Sofrida é a pessoa que olha ao seu lado a miséria social e humana e não fica impassível ou indiferente, apenas porque se supõe livre de idêntico perigo.
Sofrida é a mulher de uma geração que assistiu à castração de seu sonho político, embora o veja crescendo, melhorando e se transformando pelo mundo a fora.
Sofrida é a mulher que viveu varias décadas em cada uma das três ultimas.

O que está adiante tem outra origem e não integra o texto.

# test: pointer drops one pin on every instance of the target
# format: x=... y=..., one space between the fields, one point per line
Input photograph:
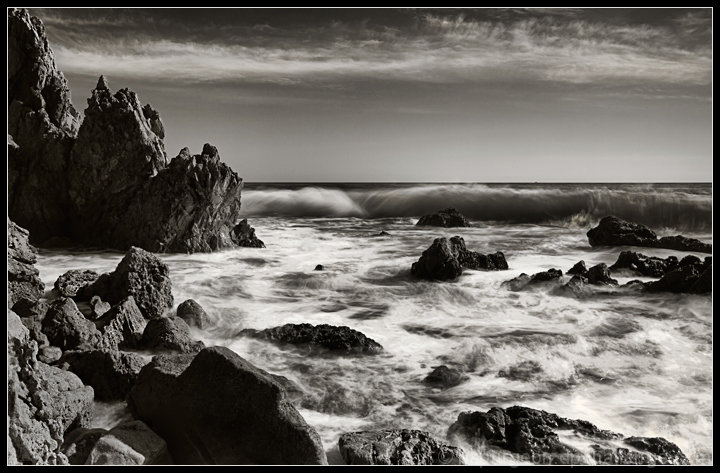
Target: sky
x=412 y=95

É a pessoa que soube incorporar ao seu viver todas as dores necessárias à libertação: dos preconceitos próprios e alheios; dos atrasos ancestrais; da dor de viver adiante no tempo; das agressões retrógradas; das maldades profissionais; do medo da sua mensagem renovadora.
Sofrida é a mulher que teve restrições na sua carreira, ameaças, invasões do seu espaço vital por causa das suas idéias; por causa da sua capacidade de viver com intensidade tudo aquilo em que estava crendo do fundo de sua sincera convicção.
Sofrida é a mulher que assistiu à queda de muitos, ao cansaço de outros, à morte de terceiros, à dor, à tortura, ao vicio, à desistência à loucura, à resistência,à tenacidade, ou a convicção de todos os que se insurgiram contra qualquer forma de agressão humana, de opressão ou de injustiça.
Sofrida é a mulher que aí está, cada vez melhor porque de costas erguidas a despeito de tudo o que viu. Sofreu e passou.
Sofrida é a mulher que não desistiu de Ser; que não se alienou; que não fugiu da dor; que se embelezou com as rugas conseguidas; que se purificou com as impurezas que em si descobriu; que mergulhou com igual coragem na própria miséria e na própria grandeza, saindo melhor de ambas.